2. What are the requisites for the issuance of a search warrant?
3. What is the general rule in effecting warrant of arrest? Explain
4. What is the exception to the general rule in executing warrant of arrest? Explain your answer and your basis. 5. What is the general rule in effecting Search and Seizure? What is the exception to the general rule? Explain your answer.
Answers & Comments
Answer:
1. What is the importance of arrest in the administration of CJS?
- The purpose of the criminal justice system should therefore not be just to arrest, prosecute and punish criminals. The system as a whole should have a greater purpose – to prevent crime and to create a peaceful, law-abiding society.
2. What are the requisites for the issuance of a search warrant?
- The warrant must describe the person, property or specific place to be searched and must describe the property to be seized.
3. What is the general rule in effecting warrant of arrest?

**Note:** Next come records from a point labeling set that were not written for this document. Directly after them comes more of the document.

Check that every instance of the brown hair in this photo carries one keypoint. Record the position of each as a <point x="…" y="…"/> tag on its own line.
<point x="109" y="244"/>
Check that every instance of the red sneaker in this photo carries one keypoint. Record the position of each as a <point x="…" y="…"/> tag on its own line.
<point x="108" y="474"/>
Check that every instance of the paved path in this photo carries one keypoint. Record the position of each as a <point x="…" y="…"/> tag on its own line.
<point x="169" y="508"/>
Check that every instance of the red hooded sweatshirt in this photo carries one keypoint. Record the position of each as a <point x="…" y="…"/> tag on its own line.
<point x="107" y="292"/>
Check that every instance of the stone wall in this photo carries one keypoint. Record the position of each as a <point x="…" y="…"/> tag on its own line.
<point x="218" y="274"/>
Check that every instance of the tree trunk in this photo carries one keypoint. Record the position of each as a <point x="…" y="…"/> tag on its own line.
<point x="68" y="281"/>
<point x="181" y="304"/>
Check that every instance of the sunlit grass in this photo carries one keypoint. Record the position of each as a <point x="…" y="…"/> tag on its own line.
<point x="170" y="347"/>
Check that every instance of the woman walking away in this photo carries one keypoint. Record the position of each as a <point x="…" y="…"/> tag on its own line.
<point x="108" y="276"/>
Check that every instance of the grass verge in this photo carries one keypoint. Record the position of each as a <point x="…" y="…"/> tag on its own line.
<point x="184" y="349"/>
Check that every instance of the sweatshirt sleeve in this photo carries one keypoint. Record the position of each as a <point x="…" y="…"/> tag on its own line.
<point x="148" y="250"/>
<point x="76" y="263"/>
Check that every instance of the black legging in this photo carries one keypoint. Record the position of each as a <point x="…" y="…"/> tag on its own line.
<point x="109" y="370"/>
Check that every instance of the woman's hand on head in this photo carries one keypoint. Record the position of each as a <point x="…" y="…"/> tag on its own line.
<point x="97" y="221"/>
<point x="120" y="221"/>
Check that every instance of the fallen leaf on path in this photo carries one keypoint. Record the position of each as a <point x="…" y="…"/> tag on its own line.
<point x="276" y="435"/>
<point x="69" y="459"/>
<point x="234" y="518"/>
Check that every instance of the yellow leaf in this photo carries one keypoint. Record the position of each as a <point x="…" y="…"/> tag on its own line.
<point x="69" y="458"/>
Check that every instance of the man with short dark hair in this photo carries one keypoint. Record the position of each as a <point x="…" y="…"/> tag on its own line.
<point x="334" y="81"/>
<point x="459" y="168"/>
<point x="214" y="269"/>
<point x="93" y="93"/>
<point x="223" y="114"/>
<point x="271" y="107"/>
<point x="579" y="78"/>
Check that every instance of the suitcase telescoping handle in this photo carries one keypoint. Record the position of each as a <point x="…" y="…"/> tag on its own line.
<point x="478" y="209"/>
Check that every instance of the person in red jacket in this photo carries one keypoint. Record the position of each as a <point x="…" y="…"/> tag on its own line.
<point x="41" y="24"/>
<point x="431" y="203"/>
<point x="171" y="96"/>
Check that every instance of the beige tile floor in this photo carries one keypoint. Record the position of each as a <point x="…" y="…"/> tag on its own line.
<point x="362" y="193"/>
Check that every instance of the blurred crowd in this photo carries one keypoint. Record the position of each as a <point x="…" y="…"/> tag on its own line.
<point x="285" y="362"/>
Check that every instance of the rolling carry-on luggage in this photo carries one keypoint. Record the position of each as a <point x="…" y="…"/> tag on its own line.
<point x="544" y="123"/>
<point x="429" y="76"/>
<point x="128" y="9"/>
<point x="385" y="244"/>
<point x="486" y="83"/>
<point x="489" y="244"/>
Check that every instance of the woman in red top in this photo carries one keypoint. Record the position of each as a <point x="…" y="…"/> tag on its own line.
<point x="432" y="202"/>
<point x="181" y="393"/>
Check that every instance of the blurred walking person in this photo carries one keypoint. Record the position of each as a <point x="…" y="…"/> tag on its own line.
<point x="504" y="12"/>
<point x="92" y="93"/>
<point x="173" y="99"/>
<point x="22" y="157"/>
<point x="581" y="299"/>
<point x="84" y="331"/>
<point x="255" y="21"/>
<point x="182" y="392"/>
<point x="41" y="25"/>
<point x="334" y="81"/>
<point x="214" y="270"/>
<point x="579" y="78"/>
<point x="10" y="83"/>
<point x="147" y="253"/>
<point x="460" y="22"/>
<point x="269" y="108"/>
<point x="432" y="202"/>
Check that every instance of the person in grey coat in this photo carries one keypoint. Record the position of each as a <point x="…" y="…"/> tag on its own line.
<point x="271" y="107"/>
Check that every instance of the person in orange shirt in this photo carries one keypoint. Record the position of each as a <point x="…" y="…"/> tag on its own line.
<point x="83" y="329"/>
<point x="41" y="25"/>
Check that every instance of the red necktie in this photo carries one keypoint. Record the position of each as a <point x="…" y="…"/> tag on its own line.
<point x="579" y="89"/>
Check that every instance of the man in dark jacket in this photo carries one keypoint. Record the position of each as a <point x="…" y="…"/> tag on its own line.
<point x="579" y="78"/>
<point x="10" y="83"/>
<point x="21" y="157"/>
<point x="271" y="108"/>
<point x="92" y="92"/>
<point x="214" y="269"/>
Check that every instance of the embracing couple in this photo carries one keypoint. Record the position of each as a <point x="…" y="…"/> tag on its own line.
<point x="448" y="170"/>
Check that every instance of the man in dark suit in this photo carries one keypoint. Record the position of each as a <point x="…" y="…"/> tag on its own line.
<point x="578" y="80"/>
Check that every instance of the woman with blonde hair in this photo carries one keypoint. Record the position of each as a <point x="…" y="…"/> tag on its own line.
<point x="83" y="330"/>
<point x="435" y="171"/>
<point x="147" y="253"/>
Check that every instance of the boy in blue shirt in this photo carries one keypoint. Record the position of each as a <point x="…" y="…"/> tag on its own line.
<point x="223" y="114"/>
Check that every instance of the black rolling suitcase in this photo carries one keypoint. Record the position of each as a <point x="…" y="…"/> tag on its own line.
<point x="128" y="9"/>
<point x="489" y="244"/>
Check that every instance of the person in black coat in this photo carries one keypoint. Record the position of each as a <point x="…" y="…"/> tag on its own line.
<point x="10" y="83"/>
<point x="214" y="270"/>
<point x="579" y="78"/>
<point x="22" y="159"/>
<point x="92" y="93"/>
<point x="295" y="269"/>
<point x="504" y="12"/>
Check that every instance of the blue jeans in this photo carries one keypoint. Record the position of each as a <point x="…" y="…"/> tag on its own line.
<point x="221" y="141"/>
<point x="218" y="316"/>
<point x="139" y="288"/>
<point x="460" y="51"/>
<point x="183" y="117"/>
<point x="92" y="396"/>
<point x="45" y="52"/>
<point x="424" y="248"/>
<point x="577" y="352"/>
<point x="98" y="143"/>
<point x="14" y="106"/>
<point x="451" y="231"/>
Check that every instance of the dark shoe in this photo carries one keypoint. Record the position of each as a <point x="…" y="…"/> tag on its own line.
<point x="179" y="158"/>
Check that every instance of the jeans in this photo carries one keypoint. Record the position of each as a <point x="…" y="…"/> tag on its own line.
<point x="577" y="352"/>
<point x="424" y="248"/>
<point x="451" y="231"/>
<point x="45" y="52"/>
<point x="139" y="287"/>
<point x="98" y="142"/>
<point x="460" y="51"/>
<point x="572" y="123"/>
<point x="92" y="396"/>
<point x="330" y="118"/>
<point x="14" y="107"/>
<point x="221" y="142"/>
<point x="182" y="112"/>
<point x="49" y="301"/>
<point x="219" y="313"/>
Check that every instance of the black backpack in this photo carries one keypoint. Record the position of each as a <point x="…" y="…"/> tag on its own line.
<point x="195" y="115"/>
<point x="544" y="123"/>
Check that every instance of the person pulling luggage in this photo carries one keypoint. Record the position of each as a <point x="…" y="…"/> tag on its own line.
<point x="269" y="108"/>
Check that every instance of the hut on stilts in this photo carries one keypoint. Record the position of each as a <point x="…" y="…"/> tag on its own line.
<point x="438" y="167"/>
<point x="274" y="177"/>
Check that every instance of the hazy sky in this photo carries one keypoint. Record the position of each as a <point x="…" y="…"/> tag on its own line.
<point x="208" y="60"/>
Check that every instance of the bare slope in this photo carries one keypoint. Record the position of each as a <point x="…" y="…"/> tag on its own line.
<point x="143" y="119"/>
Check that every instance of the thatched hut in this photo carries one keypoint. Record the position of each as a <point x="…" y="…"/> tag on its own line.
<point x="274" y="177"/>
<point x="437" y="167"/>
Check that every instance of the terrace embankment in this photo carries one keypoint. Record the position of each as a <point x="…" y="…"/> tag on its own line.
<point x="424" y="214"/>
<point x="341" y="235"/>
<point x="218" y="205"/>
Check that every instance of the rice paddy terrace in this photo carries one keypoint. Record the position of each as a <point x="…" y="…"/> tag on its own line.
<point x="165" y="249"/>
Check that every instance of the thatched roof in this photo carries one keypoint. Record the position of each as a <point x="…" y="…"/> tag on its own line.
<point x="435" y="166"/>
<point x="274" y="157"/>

- The general rule is that to make an arrest, the police must obtain an arrest warrant. An arrest warrant is a warrant issued by a judge or magistrate on behalf of the state, which authorizes the arrest and detention of an individual, or the search and seizure of an individual's property.
4. What is the exception to the general rule in executing warrant of arrest?
- Other well-established exceptions to the warrant requirement include consensual searches, certain brief investigatory stops, searches incident to a valid arrest, and seizures of items in plain view.
5. What is the general rule in effecting Search and Seizure? What is the exception to the general rule? Explain your answer.
- Search and seizure is a procedure used in many civil law and common law legal systems by which police or other authorities and their agents, who, suspecting that a crime has been committed, commence a search of a person's property and confiscate any relevant evidence found in connection to the crime. When there is a declaration in the decision that the liability of the accused is only civil.